There is nothing so constant, and in one sense so unchanging, as human character: every baby born into the world receives certain characteristics, due in part to heredity, in part to climate and physical conditions, in part, possibly, to pre-natal mental surroundings, which characteristics remain with him to the day of his death. A rose-tree may be trained and developed in different ways, it may become a bush, a tree or a creeper, but it can never become a peach—St. Peter is always Peter, and St. Paul, Saul, though the fisher has become a saint and martyr, and the strict and fierce Pharisee the Apostle of the Gentiles.

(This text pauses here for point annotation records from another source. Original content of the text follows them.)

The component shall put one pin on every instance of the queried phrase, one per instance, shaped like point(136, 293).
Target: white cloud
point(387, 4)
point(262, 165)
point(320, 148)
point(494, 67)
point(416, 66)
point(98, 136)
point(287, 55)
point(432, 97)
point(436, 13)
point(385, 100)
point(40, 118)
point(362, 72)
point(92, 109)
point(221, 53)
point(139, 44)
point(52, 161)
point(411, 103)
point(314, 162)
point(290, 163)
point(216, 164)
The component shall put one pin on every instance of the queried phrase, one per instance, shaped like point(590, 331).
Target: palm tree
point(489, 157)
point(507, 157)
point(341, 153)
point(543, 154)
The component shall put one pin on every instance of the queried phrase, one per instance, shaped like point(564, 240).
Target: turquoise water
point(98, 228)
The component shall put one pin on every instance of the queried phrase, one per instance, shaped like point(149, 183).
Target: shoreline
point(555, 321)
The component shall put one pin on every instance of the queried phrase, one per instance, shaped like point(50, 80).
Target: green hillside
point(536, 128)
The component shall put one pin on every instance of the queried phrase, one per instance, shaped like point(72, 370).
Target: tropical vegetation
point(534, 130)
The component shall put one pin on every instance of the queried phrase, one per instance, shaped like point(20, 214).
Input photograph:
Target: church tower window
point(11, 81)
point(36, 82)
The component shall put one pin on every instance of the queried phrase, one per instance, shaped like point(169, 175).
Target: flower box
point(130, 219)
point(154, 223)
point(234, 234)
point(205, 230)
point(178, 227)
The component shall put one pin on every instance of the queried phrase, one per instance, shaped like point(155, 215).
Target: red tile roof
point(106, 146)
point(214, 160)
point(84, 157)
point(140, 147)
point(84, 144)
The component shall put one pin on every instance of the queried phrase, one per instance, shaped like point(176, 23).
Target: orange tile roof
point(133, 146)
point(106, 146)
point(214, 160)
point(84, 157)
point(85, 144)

Incident affects character
Though in fiction, as in life, character creates incident, still it is incident, which is dramatic circumstance, or circumstance, which may be called stationary incident, that chiefly carves and shapes character, calls out latent and often unsuspected vice, and evokes equally unlooked-for virtue. Incident, or dramatic situation, may be called the touchstone of character. Many an excellently written and clever novel fails to enchain because the people in it do exactly what they could not possibly do in real life. They develop wrongly because they are not alive, not living organisms, and some secret instinct in the reader is revolted by a feeling of unreality, he has a secret anger at being cheated into temporary belief in a made-up figure, in whose nostrils the breath of life is not.
Maggie Tulliver
Many critics, but I fancy chiefly males, and therefore incapable of weighing female character, think this the weak point in The Mill on the Floss. Maggie Tulliver, they say, high-minded Maggie, would never have wasted her treasure of noble passion on such a barber’s block as Stephen Guest. Yet that to my mind is one of the finest points in that very fine novel. It is artistically as well as naturally inevitable that the impulsive, imaginative, warm-hearted Maggie, who ran away to live with the gipsies, so greatly admired little Lucy’s doll-face and trim curls, who idealised everything she saw and lived in a constant transition from heaven to hell, never abiding in one stay on the firm level earth in her stormy childhood, should see an Apollo in the first comely and well-conducted youth she met, and that her imagination should invest him with a blinding glamour, which in turn kindled so strong a passion as swept her off her feet. Her passionate and exaggerated repentance, too, though as exasperating to the reader as it would be in real life, is equally true, the natural sequence of all that went before. Still, Maggie ought not to have been drowned, she was but beginning to develop; Stephen Guest should have been but an incident in the Sturm-und-Drang-Periode inevitable to a nature so turbulent and so complex as hers. Maggie’s death, which is an accident and a climax to nothing, must be regarded as an artistic murder, for the wanton slaying of a personage whose death is not artistically necessary in a fiction, is more than a blunder, it is a capital crime. But the charm and interest of The Mill on the Floss are not in the development of Maggie so much as in that of her father and mother and those matchless aunts and uncles of hers.